Monday, January 14, 2013

Ubuntu and the Art of Deception

I am, and have been an Ubuntu user for almost six years; over the past four, I've given up Windows entirely (skipping over Vista and 7, save for rescuing family members' PCs occasionally). However, the more and more Ubuntu grows the more I notice discrepancies between the Linux that I loved originally, and the current incarnation.

The Deception

In the most recent release, the biggest change was the addition of a web API that interfaces with the desktop. Don't get me wrong, this is great, but a very underwhelming thing to take SIX MONTHS to develop. Had I wished to do so, I could have perfected the same thing (because the back-end is already totally there with DBus) in about forty hours of work. So, if Canonical had one developer working on it, for one week, it would have been done. What happened the rest of the time?

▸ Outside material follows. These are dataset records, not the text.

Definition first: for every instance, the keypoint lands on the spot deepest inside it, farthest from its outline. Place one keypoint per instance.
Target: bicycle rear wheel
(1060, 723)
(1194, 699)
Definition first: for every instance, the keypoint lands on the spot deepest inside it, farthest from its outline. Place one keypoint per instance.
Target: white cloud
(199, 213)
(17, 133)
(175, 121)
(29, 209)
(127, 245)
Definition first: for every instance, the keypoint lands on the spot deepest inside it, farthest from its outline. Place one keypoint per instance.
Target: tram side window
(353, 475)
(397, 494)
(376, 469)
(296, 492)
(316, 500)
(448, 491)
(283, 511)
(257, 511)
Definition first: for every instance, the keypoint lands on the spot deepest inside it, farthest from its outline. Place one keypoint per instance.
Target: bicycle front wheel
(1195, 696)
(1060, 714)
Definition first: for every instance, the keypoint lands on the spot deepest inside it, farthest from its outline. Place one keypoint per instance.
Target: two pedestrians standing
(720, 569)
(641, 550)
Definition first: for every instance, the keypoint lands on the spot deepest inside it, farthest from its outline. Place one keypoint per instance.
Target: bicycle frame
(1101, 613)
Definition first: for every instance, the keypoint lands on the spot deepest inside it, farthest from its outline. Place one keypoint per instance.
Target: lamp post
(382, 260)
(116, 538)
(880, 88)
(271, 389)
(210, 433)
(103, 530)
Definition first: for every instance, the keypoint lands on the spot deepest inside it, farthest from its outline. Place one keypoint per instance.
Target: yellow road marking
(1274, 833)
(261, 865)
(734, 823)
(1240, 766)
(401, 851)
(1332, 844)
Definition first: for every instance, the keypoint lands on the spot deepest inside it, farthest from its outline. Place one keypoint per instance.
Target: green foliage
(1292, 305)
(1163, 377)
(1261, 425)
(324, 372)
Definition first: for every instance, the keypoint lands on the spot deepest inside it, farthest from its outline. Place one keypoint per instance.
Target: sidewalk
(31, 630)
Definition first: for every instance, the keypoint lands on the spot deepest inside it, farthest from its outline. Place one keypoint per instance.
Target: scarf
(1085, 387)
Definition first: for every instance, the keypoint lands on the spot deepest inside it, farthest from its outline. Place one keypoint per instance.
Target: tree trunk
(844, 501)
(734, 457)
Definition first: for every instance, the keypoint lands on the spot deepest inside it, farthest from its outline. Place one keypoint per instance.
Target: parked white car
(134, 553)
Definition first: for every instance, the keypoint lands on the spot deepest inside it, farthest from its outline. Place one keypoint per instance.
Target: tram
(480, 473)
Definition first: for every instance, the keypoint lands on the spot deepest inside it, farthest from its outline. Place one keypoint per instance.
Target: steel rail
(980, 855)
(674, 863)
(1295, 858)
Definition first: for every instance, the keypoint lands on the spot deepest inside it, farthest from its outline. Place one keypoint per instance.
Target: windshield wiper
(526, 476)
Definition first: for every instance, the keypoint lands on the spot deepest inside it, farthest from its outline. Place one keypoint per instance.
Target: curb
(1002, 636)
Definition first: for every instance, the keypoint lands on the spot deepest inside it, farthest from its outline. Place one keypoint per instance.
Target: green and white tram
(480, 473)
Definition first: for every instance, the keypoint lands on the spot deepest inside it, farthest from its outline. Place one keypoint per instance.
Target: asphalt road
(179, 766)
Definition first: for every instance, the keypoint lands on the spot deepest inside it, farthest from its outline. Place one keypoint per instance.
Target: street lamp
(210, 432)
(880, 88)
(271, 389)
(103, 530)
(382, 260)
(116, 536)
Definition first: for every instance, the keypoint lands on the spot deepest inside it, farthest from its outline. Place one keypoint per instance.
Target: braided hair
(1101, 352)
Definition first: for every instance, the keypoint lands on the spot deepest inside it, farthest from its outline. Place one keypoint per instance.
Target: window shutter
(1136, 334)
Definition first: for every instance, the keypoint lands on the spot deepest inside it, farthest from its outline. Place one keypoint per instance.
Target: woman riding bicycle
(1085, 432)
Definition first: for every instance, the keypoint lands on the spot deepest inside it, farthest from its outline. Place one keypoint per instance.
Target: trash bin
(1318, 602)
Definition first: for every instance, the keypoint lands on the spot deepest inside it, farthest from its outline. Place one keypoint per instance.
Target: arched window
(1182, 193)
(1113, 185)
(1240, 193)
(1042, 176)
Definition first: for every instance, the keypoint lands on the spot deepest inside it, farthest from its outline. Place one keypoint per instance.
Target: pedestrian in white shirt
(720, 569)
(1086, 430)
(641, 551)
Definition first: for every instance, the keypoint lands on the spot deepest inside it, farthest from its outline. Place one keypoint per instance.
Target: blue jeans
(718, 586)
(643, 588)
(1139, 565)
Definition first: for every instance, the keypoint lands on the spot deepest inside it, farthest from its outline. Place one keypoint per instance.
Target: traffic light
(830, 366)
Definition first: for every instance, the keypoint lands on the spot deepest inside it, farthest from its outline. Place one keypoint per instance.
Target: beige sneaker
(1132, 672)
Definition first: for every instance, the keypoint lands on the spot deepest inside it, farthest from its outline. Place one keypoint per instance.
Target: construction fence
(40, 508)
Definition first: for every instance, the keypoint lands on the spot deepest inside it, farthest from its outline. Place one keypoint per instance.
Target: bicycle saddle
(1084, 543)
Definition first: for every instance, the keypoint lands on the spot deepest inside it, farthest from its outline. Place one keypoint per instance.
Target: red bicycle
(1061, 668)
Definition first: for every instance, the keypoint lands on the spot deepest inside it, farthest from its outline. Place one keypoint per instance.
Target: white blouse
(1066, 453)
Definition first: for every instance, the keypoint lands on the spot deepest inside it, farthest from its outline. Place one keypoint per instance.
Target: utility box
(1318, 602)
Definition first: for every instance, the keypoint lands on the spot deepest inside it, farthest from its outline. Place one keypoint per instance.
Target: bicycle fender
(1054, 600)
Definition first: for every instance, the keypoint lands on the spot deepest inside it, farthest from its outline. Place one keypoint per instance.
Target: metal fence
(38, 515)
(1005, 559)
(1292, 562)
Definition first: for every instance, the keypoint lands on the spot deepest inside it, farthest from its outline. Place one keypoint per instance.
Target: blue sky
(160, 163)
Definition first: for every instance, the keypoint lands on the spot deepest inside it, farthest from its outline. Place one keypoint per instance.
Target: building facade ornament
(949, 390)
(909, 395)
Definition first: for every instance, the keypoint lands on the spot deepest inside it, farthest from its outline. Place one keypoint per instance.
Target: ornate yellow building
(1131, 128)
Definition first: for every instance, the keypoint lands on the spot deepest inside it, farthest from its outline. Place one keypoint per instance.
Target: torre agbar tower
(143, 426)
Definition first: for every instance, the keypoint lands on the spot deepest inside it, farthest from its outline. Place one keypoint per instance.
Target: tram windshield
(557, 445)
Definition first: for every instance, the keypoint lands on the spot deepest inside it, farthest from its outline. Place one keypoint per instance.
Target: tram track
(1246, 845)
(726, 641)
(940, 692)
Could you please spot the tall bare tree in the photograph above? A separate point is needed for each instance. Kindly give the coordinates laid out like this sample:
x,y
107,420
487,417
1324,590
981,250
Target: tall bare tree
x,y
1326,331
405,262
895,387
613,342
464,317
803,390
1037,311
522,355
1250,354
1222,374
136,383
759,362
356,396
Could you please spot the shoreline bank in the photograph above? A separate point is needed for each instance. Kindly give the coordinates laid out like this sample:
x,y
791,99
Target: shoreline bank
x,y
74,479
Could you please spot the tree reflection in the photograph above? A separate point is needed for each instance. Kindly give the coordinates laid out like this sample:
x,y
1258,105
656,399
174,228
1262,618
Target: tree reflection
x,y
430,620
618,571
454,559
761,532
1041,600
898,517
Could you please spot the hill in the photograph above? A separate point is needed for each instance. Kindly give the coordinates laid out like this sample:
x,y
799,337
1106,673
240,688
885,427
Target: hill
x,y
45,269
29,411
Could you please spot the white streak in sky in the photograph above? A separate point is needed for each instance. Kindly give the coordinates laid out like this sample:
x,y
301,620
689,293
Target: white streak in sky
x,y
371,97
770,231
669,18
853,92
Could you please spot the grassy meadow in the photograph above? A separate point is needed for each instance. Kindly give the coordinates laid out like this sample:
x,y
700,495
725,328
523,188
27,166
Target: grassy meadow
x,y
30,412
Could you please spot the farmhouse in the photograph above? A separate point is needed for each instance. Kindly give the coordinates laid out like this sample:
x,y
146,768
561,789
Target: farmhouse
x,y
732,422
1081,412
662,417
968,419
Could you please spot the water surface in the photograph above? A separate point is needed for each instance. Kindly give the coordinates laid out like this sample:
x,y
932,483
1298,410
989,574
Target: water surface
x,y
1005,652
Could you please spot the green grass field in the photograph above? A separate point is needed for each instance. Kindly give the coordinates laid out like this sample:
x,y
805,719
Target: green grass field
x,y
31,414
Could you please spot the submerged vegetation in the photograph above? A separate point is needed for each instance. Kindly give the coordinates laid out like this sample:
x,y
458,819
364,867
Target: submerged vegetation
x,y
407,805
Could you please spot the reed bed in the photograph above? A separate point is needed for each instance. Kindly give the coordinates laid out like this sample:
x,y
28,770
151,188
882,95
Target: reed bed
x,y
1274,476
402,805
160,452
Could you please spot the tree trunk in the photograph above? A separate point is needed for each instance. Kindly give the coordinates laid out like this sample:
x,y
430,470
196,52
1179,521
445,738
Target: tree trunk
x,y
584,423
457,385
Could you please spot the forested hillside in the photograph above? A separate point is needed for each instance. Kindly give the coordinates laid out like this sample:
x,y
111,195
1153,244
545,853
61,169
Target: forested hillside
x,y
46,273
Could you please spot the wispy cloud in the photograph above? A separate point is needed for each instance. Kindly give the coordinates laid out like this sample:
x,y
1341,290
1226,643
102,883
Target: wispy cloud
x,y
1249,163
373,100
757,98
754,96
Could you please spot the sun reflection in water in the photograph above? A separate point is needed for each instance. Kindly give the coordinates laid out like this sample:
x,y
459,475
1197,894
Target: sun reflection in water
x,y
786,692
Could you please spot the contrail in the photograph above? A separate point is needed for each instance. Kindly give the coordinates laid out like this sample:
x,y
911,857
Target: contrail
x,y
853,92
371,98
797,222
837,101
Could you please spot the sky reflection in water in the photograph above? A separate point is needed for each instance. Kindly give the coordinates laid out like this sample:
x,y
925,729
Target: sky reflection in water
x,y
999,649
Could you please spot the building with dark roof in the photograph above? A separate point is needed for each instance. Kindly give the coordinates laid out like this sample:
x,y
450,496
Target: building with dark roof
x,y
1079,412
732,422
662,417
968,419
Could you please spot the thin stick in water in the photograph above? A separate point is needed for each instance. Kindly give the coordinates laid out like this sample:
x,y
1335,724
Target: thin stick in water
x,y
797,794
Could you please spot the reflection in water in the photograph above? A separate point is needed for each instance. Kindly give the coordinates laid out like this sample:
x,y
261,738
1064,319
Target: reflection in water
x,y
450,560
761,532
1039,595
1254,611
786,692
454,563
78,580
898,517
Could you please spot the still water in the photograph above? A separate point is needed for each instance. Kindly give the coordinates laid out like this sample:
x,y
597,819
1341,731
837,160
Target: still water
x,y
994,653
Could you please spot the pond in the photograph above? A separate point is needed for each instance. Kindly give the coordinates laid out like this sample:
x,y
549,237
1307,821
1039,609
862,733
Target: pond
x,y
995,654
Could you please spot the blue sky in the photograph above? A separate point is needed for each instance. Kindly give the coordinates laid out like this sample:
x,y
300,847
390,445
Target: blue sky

When Shuttleworth gets out and states all of the great things that came to us in 12.10 the major ones were these:

  • Webapps - as discussed about 40 hours of time
  • Online accounts - already integrated in Gnome, a simple port was all that was needed
  • Dash Previews - essentially a few more plugins to the dash, which should be about a week of programming, especially if you use the utilities already available, like the "file" command
  • Easy full disk encryption - Essentially a single change to the installer
  • Ditching Unity 2D - this should have freed up a lot of developer time!
  • And the hotly contested Amazon Search Results - advertisements for your PC that I'm sure Amazon would have implemented due to all the free advertising

The News

So, what did the news sites report on for six months? Theme changes, new button gradients, new backgrounds, etc. All the real work I could have done quicker, and not included the ads.

When all of this came out, webapps were touted as a great fusion of desktop and web, where in reality, they work on when the pages are already open, saving a few clicks at best, and opening your system to security flaws at worst. Why not support W3C apps? That would be a huge boon to the software overall, and a push to help Tizen. What about supporting Firefox apps? Quick to develop, quick and open to deploy.

The Amazon advertisements are a huge privacy concern, according to the EFF, rather than some magical new way to shop.

The Future

So, what does this all mean? Ubuntu has reached the feature creep stage, because it's founder won't take risks; maybe he's outpaced himself with a six month development cycle instead of continuous integration, but not enough is changing other than seeming regressions that users have to fight with each subsequent "release", but a great number of users refuse to admit this, probably because they don't know enough how quickly these changes could be made to a well designed system.

Perhaps Shuttleworth has spread himself too thin; rather than shoring up upstream apps and using them (i.e. docky could have easily been used instead of unity) he has created his own; rather than creating a unified configuration file set, we have a hack that works with each individual application.

It would be nice to see a desktop, particularly the most powerful one, contribute far more to the small projects that make it up, rather than fork them, until that happens, Ubuntu will become more and more of an impenetrable island that will eventually grind to a halt where a finite set of resources is used to do everything.